Intelligente und gefährliche, kuriose und geschmacklose Wetten habe man an ihn herangetragen, erinnerte sich Elstner anlässlich der 100. Sendung und der Staffelholzübergabe an Thomas Gottschalk. So gab es den Vorschlag, das Alphabet zu rülpsen oder Luftballons mit dem Hintern aufzublasen. Elstner will alle Angebote gelesen haben. Überhaupt soll Elstner anders als sein Nachfolger Gottschalk ein akribischer Tüftler gewesen sein. Gottschalk wiederum, so erinnert sich Böhm, sei ein unglaubliches Improvisationstalent gewesen. Er sei lieber gut essen gegangen und habe den Regisseur dann gebeten, kurz zu sagen, „wie wir das alles machen“, erinnert sich Böhm.

„Are you crazy?“
Für die Fernsehabwicklung wurde gerade der Livecharakter der Sendung die große Herausforderung. Vieles ließ sich nicht planen, zeitlich wurde über alle Maßen überzogen. Das freilich, so Elstner, sei die Faszination der Sendung. „Are you crazy?“, soll Tom Hanks einmal am Ende einer Sendung gesagt haben. Nach dreieinhalb Stunden habe er einfach nicht mehr sitzen können.
Am Samstag will man in dem alten Glanz von „Wetten, dass..?“ noch einmal baden. „Ich habe im Vorfeld gesagt, erspart mir irgendwelche Influencer oder so was, ich komme, Udo Lindenberg kommt, mehr muss eigentlich nicht sein“, legte Gottschalk die Marschroute für seinen Wiederauftritt fest.

Kein Grund für Nostalgie
Irgendwelche „Früher war alles besser“-Nostalgie wollen Gottschalk und Hunziker nicht aufkommen lassen. „Wir werden die Show rocken und keine nostalgische Sendung machen, die nur in alten Erinnerungen schwelgt – wir tun also so, als wären wir nie weg gewesen, und machen da weiter, wo wir aufgehört haben“, so die Schweizer Moderatorin.
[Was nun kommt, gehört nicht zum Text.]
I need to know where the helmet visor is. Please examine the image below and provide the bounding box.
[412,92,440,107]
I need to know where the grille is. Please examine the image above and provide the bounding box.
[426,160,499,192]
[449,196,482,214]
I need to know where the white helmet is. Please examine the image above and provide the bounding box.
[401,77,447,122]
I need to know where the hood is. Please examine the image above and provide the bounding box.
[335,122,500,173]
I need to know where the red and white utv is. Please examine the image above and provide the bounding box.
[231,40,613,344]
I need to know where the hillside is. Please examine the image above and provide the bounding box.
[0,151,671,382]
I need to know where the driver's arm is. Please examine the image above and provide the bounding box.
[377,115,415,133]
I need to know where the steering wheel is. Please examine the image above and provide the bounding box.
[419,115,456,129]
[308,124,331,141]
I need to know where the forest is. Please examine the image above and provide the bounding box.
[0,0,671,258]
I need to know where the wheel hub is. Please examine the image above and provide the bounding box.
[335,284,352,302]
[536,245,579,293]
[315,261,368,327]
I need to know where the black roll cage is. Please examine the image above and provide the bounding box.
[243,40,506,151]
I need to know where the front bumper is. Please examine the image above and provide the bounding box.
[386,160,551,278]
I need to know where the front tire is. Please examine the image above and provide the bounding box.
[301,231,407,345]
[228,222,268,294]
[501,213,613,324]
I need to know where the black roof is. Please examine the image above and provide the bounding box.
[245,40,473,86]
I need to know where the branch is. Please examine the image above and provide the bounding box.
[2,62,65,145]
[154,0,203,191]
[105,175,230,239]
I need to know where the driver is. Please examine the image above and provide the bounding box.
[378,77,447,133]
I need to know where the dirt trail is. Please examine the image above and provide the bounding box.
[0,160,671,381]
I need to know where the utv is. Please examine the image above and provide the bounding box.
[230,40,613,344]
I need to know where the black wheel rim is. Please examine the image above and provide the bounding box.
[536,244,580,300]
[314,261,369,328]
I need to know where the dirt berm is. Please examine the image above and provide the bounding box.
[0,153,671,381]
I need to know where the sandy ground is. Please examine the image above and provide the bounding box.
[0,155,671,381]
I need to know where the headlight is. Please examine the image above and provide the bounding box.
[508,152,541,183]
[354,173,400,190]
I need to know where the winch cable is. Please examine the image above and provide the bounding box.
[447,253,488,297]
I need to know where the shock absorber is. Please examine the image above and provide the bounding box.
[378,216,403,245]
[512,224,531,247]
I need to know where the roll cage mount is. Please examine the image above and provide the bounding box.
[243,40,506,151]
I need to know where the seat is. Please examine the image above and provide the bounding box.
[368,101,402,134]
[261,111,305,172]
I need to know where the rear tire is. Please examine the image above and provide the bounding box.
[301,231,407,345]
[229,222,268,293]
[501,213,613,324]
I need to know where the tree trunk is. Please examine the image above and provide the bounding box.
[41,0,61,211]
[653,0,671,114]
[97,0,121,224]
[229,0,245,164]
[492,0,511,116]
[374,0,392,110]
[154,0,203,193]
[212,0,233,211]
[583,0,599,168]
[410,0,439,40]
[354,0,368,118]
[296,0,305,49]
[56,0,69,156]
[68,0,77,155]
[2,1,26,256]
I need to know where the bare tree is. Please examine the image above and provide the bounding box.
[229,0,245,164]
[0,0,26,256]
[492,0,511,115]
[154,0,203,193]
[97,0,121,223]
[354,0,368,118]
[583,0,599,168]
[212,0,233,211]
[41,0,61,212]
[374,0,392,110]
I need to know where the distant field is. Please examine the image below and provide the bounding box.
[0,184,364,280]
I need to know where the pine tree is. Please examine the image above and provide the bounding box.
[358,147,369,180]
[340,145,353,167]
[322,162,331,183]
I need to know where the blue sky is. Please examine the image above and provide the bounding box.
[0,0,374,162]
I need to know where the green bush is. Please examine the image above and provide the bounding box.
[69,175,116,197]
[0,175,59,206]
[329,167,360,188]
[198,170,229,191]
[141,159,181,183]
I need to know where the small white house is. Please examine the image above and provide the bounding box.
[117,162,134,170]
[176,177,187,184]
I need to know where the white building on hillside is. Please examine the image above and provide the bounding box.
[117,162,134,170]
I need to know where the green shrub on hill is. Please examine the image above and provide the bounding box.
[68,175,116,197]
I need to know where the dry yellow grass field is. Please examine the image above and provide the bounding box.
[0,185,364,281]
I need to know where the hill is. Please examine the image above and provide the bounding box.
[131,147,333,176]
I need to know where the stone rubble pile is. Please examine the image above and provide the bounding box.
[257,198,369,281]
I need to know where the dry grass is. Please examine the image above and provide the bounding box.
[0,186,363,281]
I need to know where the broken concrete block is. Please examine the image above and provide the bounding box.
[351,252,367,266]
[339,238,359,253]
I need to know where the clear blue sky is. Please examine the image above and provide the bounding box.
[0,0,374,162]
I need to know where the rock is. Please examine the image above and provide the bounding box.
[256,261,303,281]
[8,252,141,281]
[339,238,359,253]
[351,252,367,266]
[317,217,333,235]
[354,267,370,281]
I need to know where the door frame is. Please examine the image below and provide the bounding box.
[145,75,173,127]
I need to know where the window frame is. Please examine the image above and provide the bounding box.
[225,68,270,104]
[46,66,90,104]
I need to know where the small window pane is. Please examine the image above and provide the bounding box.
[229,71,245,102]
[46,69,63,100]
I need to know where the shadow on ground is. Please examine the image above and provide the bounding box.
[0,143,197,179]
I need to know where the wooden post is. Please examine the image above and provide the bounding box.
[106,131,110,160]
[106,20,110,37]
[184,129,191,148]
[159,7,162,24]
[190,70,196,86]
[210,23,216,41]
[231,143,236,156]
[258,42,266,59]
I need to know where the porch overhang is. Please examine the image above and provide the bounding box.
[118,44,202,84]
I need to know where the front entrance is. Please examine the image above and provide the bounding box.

Das Showprogramm prägen neben Lindenberg Schlagerstar Helene Fischer und die ABBA-Frontmänner Björn Ulvaeus und Benny Andersson. Einmal mehr wird die Sendung Promo und Promi verbinden. Für die Jüngeren gibt es als Gäste das Moderatorenduo Joko Winterscheidt und Klaas Heufer-Umlauf sowie die aufstrebende Schauspielerin Svenja Jung.

Abschied und Wiederkehr
Gottschalk hatte sich ja seit seinem Abschied mit der Idee getragen, einmal pro Jahr eine Ausgabe der Sendung zu moderieren. Was das ZDF aber abgelehnt habe. Anlass für Gottschalks Ausstieg war ja der Unfall von Wettkandidat Samuel Koch, der seit dem Unfall in der Sendung gelähmt ist.
2011 hatte Gottschalk die Moderation auch in Folge des Unfalls von Koch niedergelegt. Moderator Markus Lanz versuchte zwischen 2012 und 2014 noch ein Revival. Aber „Wetten, dass..?“ hatte den Zenit überschritten. Oft war spekuliert worden, ob ein Stefan Raab oder Hape Kerkeling der Show ein Überleben hätten garantieren können. Vom Aufwand der Sendung her stand „Wetten, dass..?“ schon irgendwie gegen die Zeit.